Orchestration delta. This is the same question I left open in the previous post. The model attributes credit to tools cleanly, but the agent’s own orchestration — its prompt, its routing, its retry logic — is harder to isolate, especially in LLM-heavy domains. I think the answer is that orchestration earns calibration through the residual: the gap between expected performance (given declared tools) and observed performance (actually delivered). But residuals are noisy, and I haven’t stress-tested this enough.

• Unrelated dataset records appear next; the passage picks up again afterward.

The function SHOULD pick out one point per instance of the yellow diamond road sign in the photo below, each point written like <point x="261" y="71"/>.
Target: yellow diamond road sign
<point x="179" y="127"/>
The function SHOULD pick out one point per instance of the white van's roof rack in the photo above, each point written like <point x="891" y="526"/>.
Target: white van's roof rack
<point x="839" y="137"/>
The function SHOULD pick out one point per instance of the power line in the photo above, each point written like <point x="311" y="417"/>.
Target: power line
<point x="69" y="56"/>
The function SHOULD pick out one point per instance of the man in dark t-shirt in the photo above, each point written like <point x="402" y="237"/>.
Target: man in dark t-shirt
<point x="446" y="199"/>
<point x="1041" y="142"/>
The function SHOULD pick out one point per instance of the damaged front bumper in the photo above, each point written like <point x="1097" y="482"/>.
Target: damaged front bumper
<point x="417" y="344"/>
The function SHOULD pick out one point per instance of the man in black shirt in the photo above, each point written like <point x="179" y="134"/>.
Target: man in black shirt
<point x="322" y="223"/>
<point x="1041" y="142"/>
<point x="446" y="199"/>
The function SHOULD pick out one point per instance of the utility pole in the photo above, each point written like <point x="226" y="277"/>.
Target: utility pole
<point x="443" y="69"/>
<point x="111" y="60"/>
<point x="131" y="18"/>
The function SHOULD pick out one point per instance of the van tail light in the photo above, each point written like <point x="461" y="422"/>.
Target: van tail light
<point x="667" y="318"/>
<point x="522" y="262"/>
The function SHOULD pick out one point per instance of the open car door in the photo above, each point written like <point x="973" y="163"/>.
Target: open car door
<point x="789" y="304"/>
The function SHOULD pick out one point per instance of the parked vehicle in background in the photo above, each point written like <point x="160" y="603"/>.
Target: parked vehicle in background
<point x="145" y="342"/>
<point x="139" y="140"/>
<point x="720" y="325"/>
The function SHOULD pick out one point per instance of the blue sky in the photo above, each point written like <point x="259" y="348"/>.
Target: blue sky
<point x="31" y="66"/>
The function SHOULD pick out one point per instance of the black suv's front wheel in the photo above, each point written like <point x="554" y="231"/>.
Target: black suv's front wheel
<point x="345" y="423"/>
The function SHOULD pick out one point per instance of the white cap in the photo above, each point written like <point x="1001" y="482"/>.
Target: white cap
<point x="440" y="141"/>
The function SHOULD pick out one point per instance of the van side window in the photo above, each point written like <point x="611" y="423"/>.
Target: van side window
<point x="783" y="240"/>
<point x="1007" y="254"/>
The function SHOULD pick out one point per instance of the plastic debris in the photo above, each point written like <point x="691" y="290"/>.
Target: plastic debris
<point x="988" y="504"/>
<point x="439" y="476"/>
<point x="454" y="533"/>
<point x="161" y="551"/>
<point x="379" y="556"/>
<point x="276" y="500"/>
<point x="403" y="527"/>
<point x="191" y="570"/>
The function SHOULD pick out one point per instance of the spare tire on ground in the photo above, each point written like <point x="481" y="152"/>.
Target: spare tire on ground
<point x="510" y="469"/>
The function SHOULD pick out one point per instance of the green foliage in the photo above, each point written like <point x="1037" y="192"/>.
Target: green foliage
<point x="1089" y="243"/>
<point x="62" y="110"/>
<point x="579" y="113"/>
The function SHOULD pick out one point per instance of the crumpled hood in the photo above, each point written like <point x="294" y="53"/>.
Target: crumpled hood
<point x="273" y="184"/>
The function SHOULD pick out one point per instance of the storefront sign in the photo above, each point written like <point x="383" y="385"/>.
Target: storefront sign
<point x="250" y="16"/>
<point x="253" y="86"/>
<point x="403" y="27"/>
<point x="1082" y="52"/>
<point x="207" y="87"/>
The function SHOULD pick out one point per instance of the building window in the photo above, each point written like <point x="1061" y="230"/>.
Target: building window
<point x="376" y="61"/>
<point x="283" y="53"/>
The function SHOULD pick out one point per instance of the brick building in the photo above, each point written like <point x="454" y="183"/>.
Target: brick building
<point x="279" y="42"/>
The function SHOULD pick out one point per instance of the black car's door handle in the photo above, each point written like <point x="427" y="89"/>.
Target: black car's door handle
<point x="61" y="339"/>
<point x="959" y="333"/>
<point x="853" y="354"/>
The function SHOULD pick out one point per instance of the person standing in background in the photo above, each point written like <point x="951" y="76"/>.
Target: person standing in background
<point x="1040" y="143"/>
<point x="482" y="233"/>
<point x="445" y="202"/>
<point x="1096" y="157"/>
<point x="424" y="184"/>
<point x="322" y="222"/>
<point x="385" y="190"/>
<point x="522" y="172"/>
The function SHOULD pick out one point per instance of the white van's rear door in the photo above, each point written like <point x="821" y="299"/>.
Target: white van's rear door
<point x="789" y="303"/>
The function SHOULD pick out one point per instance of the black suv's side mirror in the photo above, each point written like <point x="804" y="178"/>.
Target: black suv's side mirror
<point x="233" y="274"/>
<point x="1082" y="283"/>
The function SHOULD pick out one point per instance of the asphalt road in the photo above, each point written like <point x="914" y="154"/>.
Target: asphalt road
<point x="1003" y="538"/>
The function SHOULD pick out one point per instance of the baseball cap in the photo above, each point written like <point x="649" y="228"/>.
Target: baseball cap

Bootstrap of the first tools. Cold-start for the entire system. Who creates the first tool atoms? Who stakes on them when there’s no calibration history yet? Some seed mechanism is probably necessary — maybe protocol-funded initial positions, maybe a foundation-curated starter set. Neither feels fully decentralized, and I’m not sure which compromise is the right one to make.
Verification of composition under adversarial pressure. Economic stake makes lying expensive, but it doesn’t make it impossible. Stronger guarantees — TEE-attested invocation logs, eventually ZK proofs of tool execution — are a natural future layer. The procedure can ship without them initially because the economic stake aligns incentives in the common case. But for high-value domains under sustained adversarial pressure, the economic layer alone probably won’t hold long-term.
To the community
Can you imagine this solution working? What issues do you think we’d face? I’m curious to hear more from the community — especially from anyone who’s thought about the orchestration delta problem or the bootstrap question, because those are where I’m least confident.